Reaction 1: Phosphorylation of glucose to glucose-6 phosphate. This reaction requires energy and so it is coupled to the hydrolysis of ATP to ADP and Pi. Enzyme: hexokinase. This is a reversible reaction.
What would cause hexokinase to stop working?
Hexokinase and glucose transport Importantly, glucose 6-phosphate is an inhibitor of hexokinase, so if the other pathways are slow and if phosphofructokinase is inhibited, then glucose 6-phosphate will increase and inhibit hexokinase.
How is induced fit different from lock and key?
The main difference between induced fit and lock and key model is that in the induced fit model, the active site of the enzyme does not completely fit to the substrate whereas in the lock and key model, the active site of the enzyme is the complement of the substrate and hence, it precisely fits to the substrate.
What is induced fit and hexokinase?
Induced Fit and Hexokinase Flash Tutorial: Fig.1 Glycolysis and Hexokinase Fig.2 Induced Fit Movie Lehninger’s definition of induced fit: A change in the conformation of an enzyme in response to substrate binding that renders the enzyme catalytically active.
What are the active sites of hexokinase?
Active Sites The active site residues for Hexokinase are Asp205, Lys169, Asn204, Glu256,and Thr168. . These residues are located in the deep cleft at the interface between the two lobes. This active site is capable of bonding two ligands, glucose, and glucose-6-phosphate. Hexokinase undergoes an induced fit conformational change when glucose binds.

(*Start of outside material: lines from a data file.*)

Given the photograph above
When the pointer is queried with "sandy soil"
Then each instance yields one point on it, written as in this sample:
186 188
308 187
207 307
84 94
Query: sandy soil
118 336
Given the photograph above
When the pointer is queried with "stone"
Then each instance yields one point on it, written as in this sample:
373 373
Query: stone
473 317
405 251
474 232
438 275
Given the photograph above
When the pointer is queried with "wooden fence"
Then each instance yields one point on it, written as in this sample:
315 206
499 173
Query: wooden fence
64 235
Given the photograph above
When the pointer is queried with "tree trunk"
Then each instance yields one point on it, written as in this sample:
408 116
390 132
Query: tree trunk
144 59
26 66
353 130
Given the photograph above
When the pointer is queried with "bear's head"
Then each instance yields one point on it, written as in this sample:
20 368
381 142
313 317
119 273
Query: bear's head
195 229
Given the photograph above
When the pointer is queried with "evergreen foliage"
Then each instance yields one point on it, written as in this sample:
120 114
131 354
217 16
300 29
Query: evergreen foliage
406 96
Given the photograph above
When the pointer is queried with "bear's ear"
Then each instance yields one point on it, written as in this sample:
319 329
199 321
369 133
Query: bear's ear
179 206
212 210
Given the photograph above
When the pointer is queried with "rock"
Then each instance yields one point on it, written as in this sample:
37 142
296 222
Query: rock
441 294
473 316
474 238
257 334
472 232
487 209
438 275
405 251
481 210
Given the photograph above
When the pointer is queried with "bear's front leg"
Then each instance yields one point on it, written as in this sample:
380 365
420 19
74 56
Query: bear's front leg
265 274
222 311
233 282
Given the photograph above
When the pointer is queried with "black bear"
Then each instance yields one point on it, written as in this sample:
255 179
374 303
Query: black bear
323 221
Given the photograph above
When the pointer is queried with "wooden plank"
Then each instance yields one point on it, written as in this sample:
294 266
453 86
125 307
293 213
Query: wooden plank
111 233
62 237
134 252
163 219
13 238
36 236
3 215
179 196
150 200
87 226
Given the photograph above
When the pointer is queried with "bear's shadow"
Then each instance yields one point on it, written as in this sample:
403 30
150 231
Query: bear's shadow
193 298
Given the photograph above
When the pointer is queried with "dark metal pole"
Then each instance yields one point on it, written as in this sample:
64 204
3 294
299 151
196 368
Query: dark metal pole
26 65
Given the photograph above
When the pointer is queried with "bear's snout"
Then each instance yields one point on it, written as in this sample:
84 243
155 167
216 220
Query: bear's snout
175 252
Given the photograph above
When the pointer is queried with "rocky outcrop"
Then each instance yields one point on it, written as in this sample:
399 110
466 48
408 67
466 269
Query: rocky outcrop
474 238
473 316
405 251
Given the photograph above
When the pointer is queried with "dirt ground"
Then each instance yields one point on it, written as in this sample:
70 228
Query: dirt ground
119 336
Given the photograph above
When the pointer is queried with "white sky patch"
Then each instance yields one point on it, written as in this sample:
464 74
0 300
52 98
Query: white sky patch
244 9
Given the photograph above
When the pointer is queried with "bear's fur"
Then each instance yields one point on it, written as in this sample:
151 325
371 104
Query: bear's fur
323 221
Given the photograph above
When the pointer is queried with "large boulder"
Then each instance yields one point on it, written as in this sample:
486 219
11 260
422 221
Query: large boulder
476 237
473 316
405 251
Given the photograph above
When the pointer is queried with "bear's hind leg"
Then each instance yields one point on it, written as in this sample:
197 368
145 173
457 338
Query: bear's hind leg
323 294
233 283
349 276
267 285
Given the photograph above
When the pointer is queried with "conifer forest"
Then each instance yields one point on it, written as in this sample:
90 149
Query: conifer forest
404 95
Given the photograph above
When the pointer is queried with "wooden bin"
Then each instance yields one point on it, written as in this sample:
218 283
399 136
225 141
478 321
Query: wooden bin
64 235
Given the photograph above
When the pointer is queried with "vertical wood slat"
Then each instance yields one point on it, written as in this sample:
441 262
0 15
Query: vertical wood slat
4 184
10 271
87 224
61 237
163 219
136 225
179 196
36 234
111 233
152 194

What happens when hexokinase binds to glucose?
The alpha helices and beta loops connect the beta sheets to produce this open alpha/beta sheet. When hexokinase binds to glucose (one of its two substrates), it exhibits induced fit. This means that in the open form of the enzyme, the binding site is not fully formed.
What is the difference between hexokinase III and hexokinase IV/D?
Hexokinase III/C is substrate-inhibited by glucose at physiologic concentrations. Little is known about the regulatory characteristics of this isoform. Hexokinase IV/D is also known as glucokinase. Additional details in The Structure and Mechanism of Hexokinase and Conformational changes in proteins (in Spanish).